The only time you can force a competitor to do anything is if they are interfering with an existing contractual relationship that you already possess. In your scenario, this is not the case. The real question this scenario seems to be asking is "how can the government be required to enforce its own regulations" or more likely, "it's own RFP". You posit that the widget materials requirement appears to be statutory or regulatory under your scenario... At least as I read it.
This would more likely be spelled out in the RFP. A request for proposal (RFP) is a solicitation, through a bidding process, by a government agency, municipal, state, or federal, interested in procurement of a commodity, service or valuable asset, to potential suppliers to submit business proposal. This is typically where you find any materials requirements.
Government procurement law sets forth several requirements to combat against bid rigging with specific oversight mechanisms depending on whether we are discussing local, state or federal contracts. Generally, government agencies do not ignore the requirements that they themselves set forth. These are usually in their bidding procedures and guidelines, such that when they put a job or a contract out for bid ( the RFP), guidelines exist to ensure that the contract award goes to the most qualified, lowest bidder who can meet all requirements of the procurement request. There is oversight built into these strict public procurement laws.

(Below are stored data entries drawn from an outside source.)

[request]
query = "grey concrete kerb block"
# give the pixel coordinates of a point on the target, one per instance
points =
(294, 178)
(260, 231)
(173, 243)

However you seem to suggest, in your hypo, that the government agency is ignoring their own proposal for material requisites, or the regulation that informs those requirements. If this ever occurred, the best you could do is complain first to the head of the agency who put the contract out for bid. If they ignored you and you had legitimate proof their widgets were substandard, you would complain to your government representative for your district, to seek enforcement under whatever statutory or regulatory framework those material requirements would fall under, if not the RFP itself.